How to Prove [A,B^{n}]=nB^{n-1}[A,B]?

[dimensionless]

I'm having trouble figuring out the following commutator relation problem:

Suppose A and B commute with their commutator, i.e., $$[B,[A,B]]=[A,[A,B]]=0$$. Show that

$$[A,B^{n}]=nB^{n-1}[A,B]$$

I have

$$[A,B^{n}] = AB^{n} - B^{n}A$$

and also

$$[A,B^{n}] = AB^{n} - B^{n}A = ABB^{n-1} - BB^{n-1}A$$

I don't know where to go from here. I'm not positive the above relation is correct either.

 

[nrqed]

I'm having trouble figuring out the following commutator relation problem:

Suppose A and B commute with their commutator, i.e., $$[B,[A,B]]=[A,[A,B]]=0$$. Show that

$$[A,B^{n}]=nB^{n-1}[A,B]$$

I have

$$[A,B^{n}] = AB^{n} - B^{n}A$$

and also

$$[A,B^{n}] = AB^{n} - B^{n}A = ABB^{n-1} - BB^{n-1}A$$

I don't know where to go from here. I'm not positive the above relation is correct either.

Do you know the relation

[A,BC] = B[A,C] + [A,B] C

?

It's easy to prove. Just expand out.

Now, use with $C= B^{n-1}$.
, that is use $[A,B^n] = B[A,B^{n-1}] + [A,B] B^{n-1}$.
Now, repeat this again on the first term using now $C= B^{n-2}$. You will get a recursion formula that will give you the proof easily.

 

[Frogs4U2]

Help! I need to do this same exact problem.
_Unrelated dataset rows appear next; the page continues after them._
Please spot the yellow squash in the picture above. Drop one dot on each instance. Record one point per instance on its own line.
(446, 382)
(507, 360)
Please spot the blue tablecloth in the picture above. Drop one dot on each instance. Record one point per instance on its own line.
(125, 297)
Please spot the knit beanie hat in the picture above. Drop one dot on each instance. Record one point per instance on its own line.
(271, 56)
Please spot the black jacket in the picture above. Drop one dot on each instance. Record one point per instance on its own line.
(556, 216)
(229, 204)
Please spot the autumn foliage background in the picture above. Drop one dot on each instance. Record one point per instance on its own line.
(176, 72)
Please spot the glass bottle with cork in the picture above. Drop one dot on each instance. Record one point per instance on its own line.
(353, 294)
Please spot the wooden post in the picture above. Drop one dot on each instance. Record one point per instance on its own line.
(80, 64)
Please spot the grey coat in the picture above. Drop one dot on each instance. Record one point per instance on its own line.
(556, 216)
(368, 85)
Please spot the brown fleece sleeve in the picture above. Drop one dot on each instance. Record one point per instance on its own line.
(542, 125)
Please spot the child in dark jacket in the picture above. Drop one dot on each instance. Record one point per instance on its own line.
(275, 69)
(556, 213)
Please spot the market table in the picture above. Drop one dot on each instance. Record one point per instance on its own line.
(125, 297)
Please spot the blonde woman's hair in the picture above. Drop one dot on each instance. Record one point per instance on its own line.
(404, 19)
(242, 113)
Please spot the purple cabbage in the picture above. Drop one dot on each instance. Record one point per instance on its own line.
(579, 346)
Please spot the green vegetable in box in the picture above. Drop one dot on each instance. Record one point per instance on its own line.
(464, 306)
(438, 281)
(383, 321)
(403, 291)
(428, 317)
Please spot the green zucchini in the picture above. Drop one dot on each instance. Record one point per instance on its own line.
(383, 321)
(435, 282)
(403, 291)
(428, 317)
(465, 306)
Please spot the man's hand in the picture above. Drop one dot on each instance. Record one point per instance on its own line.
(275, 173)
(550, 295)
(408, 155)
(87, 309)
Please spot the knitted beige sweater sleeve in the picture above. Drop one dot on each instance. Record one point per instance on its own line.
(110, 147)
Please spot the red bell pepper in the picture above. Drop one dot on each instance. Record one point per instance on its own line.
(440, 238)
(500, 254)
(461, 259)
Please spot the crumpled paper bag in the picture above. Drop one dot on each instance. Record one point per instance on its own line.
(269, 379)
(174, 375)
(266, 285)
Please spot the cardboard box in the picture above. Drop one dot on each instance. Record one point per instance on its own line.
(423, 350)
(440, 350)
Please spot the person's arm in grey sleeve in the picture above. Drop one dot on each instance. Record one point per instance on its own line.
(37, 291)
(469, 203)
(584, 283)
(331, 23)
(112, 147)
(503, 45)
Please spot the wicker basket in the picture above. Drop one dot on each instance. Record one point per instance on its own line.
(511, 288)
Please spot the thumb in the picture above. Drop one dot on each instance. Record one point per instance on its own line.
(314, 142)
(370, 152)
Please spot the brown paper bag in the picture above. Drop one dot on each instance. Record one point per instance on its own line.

But I just don't understand what to do so I was wondering if you wouldn't mind showing the steps that you explained to do in order to get the final solution. Thank you so much!

 

[angie_liamzon]

i also need to answer the same problem for my quantum physics course. thank you.

 

[Avodyne]

Here's another way:

$$AB^n = (AB)B^{n-1}$$
$$=(BA+[A,B])B^{n-1}$$
$$=BAB^{n-1} + [A,B]B^{n-1}$$

Can you understand each step?

Now repeat on the first term on the right. Keep going until you end up with $B^n A$ plus some other stuff. According to the statement of the problem, the other stuff should end up being $n[A,B]B^{n-1}$. It's crucial that $[A,B]$ commutes with $B$ to get this final result.

 

[angie_liamzon]

wohow! thanks Avodynefor the reply. got mixed up. my work all ended as a never ending subtraction of powers ofB. thanks for the idea.